Buy the Right Materials
Buying high-quality tea bags is a no-brainer, but there are a few other options as well. The finest tea leaves usually come in loose leaf form, which means you’ll get total control over how much tea to use and how strong you’d like your cup to be.
So here are your options: You could go the route of buying a traditional tea pot. A dedicated pot has a small filter enclosure where you’ll place loose-leaf tea prior to pouring in a designated amount of hot water. You could also go the route of making your own tea bags with muslin cloth.
Either way, you’ll need the loose leaf variety of your choice, a pot with a built-in filter, or DIY bags. As an alternative, you can simply put your leaves into a cup, pour water on top, allow it to steep, and then strain the mixture through a muslin cloth.
Know Your Tea Types
Get familiar with the different types of tea at your disposal. Teas tend to fall into the following categories:
- Oolong tea comes from the leaves of the Camelia sinsensis plant. Some of its variants include Tie Guan Yin (Iron Goddess), Dan Cong, and Ali Shan.
- Black tea types are often the strongest, most caffeinated. A few examples include Earl Grey, Masala Chai, and Darjeerling tea.
- White tea is made from the unopened buds of tea leaves, which is why this distinctive type of tea has such a gentle flavor. Some popular white tea types include White Peony, Silver Needle, and Eyebrow White tea.
- Green tea is famed for its health benefits, thanks to its high antioxidant content. If you love green tea, you’ll probably have heard of Matcha, Sencha, and Gyokuro teas.
- Herbal teas are basically just water steeped with various types of herbs, rather than containing traditional tea leaves. Think peppermint, dandelion, chamomile, and ginger-turmeric teas.

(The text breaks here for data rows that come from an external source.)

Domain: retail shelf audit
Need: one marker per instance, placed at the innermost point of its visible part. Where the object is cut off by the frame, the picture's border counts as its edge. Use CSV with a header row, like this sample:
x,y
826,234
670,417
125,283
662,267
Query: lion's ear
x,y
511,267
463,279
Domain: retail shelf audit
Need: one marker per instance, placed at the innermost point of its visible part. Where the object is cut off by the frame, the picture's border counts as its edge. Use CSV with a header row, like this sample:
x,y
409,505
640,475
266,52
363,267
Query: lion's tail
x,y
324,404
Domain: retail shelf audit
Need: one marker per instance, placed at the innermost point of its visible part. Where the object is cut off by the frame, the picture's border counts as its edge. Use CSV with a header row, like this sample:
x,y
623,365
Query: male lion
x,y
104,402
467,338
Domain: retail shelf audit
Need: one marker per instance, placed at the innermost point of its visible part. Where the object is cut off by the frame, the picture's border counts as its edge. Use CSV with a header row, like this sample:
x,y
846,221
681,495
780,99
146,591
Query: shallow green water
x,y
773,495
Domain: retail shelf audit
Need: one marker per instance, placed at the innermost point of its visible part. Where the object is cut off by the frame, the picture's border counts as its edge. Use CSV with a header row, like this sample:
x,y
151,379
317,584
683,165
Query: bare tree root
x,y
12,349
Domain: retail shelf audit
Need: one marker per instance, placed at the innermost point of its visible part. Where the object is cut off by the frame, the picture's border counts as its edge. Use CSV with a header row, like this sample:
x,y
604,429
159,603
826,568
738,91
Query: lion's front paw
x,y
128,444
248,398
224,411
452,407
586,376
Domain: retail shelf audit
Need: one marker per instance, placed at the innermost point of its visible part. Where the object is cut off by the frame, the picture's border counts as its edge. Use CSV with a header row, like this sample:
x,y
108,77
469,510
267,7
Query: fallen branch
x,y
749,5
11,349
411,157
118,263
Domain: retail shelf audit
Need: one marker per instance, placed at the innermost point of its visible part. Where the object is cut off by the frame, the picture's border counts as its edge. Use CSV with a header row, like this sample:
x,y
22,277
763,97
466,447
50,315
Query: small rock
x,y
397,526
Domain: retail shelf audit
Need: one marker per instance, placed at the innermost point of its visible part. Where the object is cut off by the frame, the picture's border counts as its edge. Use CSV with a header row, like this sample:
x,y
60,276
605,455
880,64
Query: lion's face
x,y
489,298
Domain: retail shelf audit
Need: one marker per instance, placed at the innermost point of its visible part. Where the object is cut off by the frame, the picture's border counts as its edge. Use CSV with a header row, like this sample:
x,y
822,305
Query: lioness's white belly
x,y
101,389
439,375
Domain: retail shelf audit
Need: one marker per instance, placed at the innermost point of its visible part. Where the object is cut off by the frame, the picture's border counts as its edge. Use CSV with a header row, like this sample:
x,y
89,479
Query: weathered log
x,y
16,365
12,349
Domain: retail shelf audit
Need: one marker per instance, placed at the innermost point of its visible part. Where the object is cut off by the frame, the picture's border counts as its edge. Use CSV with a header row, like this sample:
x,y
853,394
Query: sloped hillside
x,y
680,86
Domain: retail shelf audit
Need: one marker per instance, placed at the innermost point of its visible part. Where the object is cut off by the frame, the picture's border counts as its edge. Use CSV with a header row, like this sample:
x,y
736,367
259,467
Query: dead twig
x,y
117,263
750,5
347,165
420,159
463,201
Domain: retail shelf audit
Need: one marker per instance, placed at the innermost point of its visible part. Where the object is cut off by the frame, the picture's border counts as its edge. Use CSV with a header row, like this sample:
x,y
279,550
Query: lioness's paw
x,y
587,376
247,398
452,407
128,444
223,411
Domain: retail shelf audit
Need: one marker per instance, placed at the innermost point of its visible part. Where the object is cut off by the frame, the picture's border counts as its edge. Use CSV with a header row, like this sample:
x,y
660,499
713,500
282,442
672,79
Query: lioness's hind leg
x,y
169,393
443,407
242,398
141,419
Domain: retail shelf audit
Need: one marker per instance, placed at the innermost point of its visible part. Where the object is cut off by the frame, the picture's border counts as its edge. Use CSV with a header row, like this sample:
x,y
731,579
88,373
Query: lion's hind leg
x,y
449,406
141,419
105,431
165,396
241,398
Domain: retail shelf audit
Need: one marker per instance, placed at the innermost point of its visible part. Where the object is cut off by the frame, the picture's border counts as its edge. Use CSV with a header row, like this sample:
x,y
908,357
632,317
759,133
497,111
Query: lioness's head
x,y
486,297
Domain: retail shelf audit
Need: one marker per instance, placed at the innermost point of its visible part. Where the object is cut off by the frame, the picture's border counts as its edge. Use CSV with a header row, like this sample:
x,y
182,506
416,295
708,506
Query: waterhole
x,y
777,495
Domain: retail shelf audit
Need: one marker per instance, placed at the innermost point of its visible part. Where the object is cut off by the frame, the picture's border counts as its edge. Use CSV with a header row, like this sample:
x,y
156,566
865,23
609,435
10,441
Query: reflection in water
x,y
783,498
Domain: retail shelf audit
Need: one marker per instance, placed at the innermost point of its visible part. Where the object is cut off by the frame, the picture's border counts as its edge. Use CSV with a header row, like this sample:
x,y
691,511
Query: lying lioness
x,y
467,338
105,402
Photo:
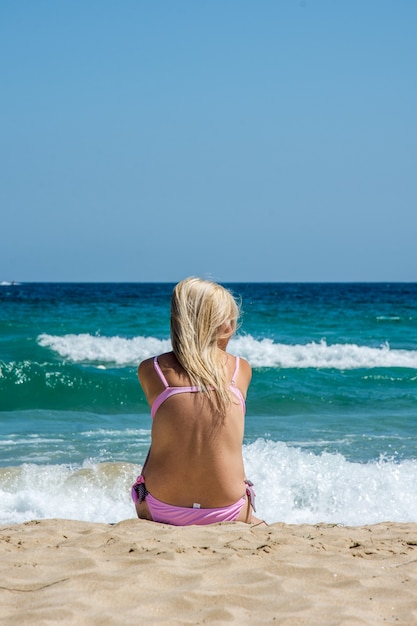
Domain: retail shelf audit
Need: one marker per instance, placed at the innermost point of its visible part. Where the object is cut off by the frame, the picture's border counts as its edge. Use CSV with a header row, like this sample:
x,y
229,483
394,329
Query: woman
x,y
194,470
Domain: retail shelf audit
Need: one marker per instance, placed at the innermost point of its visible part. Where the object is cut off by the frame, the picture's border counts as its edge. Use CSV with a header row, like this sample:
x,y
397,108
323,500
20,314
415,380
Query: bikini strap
x,y
159,372
236,371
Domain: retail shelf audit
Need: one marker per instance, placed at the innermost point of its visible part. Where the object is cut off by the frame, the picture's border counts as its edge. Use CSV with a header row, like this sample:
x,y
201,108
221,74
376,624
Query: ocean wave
x,y
85,348
292,485
120,351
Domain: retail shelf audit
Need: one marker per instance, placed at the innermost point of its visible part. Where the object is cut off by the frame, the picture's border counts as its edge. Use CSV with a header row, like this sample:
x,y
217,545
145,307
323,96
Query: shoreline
x,y
139,572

- Yellow teas are very rare, and hail from the Anhui, Sichuan, Zhejiang, and Hunan provinces in China. The most popular type of yellow tea is the Jun Shan Silver Needle.
Steep It Properly
When you steep your tea, don’t, under *any* circumstances, simply leave the leaves in as you sip. Start by boiling cold water over the stove in a tea kettle, or at the very least, a pot (don’t just warm it up in the microwave). After the water is hot, pour it into your cup over the tea leaves. Then, allow it to steep for the proper amount of time — and be sure to use the right ratio of water to tea.

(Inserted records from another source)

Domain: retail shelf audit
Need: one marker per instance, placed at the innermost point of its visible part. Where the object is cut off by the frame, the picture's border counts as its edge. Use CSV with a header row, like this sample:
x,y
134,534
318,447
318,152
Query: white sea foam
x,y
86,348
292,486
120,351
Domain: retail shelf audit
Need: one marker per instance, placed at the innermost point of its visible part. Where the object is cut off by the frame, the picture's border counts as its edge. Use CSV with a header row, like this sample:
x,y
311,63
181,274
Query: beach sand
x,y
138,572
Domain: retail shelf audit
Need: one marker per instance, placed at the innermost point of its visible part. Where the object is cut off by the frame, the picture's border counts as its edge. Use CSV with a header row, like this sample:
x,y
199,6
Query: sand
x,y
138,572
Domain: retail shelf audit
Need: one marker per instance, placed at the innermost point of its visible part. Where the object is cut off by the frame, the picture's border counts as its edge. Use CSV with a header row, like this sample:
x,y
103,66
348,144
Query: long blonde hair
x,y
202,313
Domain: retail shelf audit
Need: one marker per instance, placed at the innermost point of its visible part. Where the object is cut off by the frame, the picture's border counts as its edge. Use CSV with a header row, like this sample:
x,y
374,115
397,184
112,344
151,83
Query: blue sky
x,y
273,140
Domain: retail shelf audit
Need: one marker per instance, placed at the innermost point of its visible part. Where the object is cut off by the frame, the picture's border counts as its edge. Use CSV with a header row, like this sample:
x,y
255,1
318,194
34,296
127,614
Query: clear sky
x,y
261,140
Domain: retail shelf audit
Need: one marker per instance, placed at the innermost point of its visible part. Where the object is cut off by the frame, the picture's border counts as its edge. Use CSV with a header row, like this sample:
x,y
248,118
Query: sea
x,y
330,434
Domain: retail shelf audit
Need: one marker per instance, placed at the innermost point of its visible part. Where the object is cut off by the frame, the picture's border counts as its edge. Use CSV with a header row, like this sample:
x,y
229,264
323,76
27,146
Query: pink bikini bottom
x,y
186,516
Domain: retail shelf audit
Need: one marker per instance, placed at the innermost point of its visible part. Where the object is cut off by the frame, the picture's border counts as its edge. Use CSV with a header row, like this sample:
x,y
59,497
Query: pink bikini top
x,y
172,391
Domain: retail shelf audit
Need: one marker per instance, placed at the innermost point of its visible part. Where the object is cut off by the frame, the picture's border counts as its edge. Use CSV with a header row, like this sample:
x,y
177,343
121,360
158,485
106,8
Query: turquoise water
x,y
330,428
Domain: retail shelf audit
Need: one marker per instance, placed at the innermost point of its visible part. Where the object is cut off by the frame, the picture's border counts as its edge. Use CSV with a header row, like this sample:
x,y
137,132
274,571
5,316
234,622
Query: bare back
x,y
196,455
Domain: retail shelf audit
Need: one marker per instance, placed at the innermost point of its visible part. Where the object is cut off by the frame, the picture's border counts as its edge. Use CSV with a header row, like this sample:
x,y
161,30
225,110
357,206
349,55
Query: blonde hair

- Oolong: Steep 0.5 teaspoon per cup for 3-6 minutes.
- Black tea: Steep 0.5 teaspoon per cup for 3 minutes.
- Green tea: Steep 1 teaspoon per cup for 3-4 minutes.
- White tea: Steep 1 teaspoon per cup for 7-9 minutes.

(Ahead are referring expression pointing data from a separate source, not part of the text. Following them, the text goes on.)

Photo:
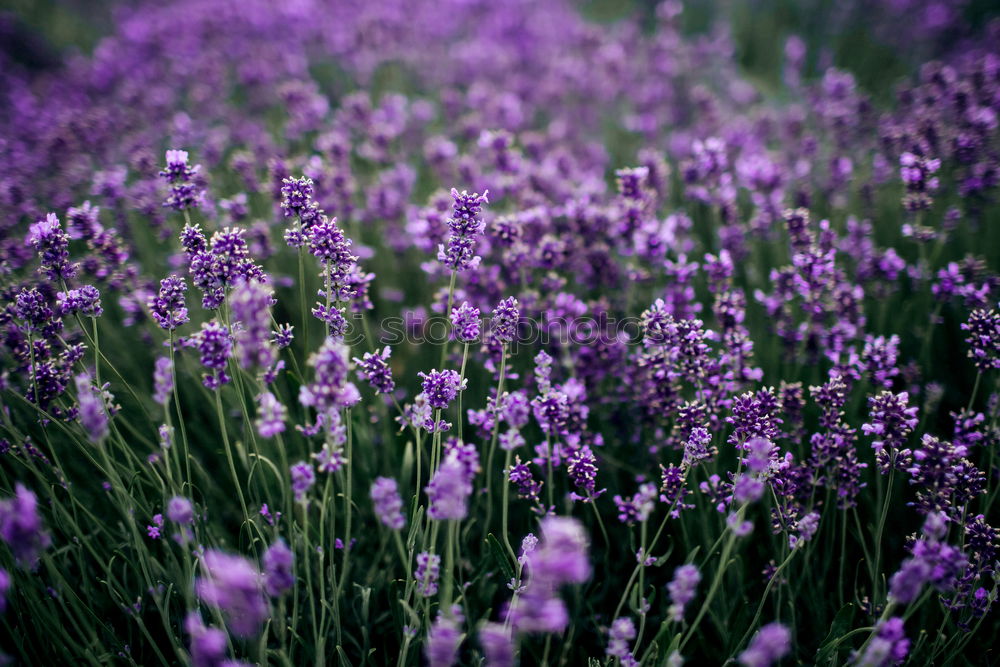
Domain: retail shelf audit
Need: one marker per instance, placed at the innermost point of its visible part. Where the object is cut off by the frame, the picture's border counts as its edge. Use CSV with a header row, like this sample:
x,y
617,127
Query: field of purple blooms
x,y
456,332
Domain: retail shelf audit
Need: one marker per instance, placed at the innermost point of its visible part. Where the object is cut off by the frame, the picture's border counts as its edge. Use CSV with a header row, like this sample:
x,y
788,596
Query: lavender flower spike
x,y
388,504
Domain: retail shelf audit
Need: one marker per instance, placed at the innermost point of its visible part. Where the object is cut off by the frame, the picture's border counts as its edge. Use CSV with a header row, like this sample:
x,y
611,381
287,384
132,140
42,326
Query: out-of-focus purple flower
x,y
806,528
52,244
270,415
505,318
427,574
92,415
388,504
163,380
82,222
879,359
466,224
85,300
465,323
278,575
917,173
282,336
888,647
681,589
21,526
374,368
639,506
4,588
303,477
497,644
208,645
167,307
771,643
983,338
442,642
180,510
620,636
673,489
449,490
441,387
233,585
185,192
560,558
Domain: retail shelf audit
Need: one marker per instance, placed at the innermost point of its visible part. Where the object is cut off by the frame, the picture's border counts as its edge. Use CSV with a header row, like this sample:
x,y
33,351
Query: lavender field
x,y
453,332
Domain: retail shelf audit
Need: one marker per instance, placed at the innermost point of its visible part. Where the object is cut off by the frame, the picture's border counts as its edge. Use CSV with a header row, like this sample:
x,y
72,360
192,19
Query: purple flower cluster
x,y
231,584
185,191
388,504
465,225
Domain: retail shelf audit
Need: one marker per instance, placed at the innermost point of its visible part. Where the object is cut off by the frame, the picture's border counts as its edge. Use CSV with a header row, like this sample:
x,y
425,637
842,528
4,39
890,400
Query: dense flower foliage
x,y
472,333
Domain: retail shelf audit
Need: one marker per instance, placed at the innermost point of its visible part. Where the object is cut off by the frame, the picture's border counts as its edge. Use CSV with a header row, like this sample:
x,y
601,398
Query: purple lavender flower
x,y
441,387
888,647
582,470
21,526
32,308
466,224
505,318
270,415
983,338
52,244
180,510
442,642
465,323
233,585
185,192
167,307
278,575
561,557
330,391
282,337
497,644
892,422
296,199
673,489
163,380
620,636
427,574
944,479
82,222
251,306
681,589
931,562
374,368
388,504
4,589
85,300
771,643
214,344
208,645
917,173
449,490
806,528
92,415
303,477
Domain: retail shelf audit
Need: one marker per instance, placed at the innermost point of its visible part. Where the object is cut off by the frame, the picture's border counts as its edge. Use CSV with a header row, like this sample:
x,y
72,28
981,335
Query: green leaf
x,y
841,624
500,556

- Yellow tea: Steep 1 teaspoon per cup for 3 minutes.
Consider Making Blends
Once you have the process down, you can consider mixing your tea leaves with other herbs and infusions to give your cuppa even more flavor.
For example, make a spicy chai blend by combining Darjeeling tea with cinnamon, cloves, cardamom, and black pepper. For an herbal twist: Mix dried peppermint leaves with lavender buds, lemon peels, dried chamomile, and fresh ginger.